“A few of my games have an option called “PhysX” in video settings. I know this is supposed to makes games look better, but what exactly does it do, and why do only some games have it?” – Charles F.
PhysX is an Nvidia-based API designed to provide a standard, GPU accelerated way of modelling realistic object dynamics in 3D environments. Why use a boutique graphics card instead of a beefy CPU? It turns out that the highly parallel structures used by GPUs are particularly efficient at processing complex physical simulations. Think Batman’s cape, Geralt’s hair or the musket flash and smoke in Assassin’s Creed: Black Flag. Mirror's Edge was one of the first showpiece games for PhysX cloth physics.
The result is a flashy, next-generation experience that’s nice to have in your games, but PhysX comes with a few drawbacks.

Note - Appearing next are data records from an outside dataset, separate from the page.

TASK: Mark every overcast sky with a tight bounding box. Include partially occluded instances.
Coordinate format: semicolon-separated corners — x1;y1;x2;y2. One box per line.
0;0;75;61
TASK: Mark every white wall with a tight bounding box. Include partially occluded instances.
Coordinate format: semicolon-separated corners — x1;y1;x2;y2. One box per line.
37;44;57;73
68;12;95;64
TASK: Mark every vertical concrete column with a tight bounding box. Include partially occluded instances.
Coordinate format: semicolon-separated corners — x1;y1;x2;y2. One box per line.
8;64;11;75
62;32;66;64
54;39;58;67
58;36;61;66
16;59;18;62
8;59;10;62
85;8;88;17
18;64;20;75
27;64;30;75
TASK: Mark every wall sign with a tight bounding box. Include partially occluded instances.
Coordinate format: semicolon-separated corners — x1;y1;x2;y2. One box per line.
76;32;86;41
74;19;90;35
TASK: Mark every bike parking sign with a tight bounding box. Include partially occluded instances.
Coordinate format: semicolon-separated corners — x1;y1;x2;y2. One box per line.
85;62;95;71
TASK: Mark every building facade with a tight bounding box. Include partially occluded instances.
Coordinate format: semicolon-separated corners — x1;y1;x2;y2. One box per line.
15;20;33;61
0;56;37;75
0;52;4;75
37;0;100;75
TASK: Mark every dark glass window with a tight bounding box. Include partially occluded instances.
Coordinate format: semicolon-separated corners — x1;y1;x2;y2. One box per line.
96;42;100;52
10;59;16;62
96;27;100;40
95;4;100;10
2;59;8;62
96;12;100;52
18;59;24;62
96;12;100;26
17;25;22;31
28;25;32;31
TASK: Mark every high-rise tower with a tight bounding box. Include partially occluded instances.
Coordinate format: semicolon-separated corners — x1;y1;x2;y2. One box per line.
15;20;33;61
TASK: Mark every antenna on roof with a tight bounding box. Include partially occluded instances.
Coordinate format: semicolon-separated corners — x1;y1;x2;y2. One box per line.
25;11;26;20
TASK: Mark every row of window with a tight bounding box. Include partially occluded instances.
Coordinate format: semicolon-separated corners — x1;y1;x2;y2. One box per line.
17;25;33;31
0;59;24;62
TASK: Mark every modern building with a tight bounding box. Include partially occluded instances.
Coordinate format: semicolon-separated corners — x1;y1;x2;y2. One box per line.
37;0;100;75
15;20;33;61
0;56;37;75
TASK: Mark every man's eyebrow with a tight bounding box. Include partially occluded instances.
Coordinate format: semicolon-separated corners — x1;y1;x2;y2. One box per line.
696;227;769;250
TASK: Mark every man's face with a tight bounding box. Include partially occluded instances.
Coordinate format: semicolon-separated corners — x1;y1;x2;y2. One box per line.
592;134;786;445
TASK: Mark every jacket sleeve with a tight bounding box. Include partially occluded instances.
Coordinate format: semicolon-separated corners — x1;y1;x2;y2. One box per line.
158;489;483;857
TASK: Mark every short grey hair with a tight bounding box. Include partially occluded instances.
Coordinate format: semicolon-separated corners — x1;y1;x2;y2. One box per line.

While the API is technically available to all, only Nvidia hardware is optimized for use with PhysX. This makes plenty of sense for Nvidia, but locks you to team green, so it’s worth keeping in mind for AMD fans. Moreover, not just any Nvidia card will do. Like any other graphics card feature, you’ll need to cut a healthy check if you want to turn the settings up all the way. First class seats (read: great performance, even with all the bells and whistles on) require 980-level hardware. Even in the virtual world, cool hair and slick threads don’t come cheap.
Also, since PhysX is a separate API it requires explicit support from software developers written into the code. This extra effort means many programming teams don’t bother so support is hit and miss. The best implementations frequently rely on Nvidia’s assistance during development.
Even with support present, a lack of optimization can produce large FPS drops or uneven performance. As a result, the library of games that support PhysX weighs in at around 40, surprisingly low given how long PhyX has been around. While there are some carefully selected blockbusters in that modest number, it’s just a drop in the Steam backlog bucket for most serious gamers.
That said, when properly used, the difference PhysX provides is dramatic. Smoke is richer, thicker, and more volumetric. Fabrics ripple realistically in the wind, and glowing particles crackle from flames and gunfire. It’s a visual upgrade you can appreciate without freeze-frames or Photoshop analysis. Demos give an even better look, with optimized code that pushes the API’s advantages to the limit, a glimpse of what universal support might have looked like.
However, with developer interest cooling in favor of newer technologies PhysX is best considered a handy plus for Nvidia aficionados rather than a current, must-have feature. If you’re looking for a reason to spend a few extra hundred dollars on a rig for visual upgrades or cutting edge excitement, you’ll be better served investing in a 144Hz IPS gaming monitor or nice VR headset.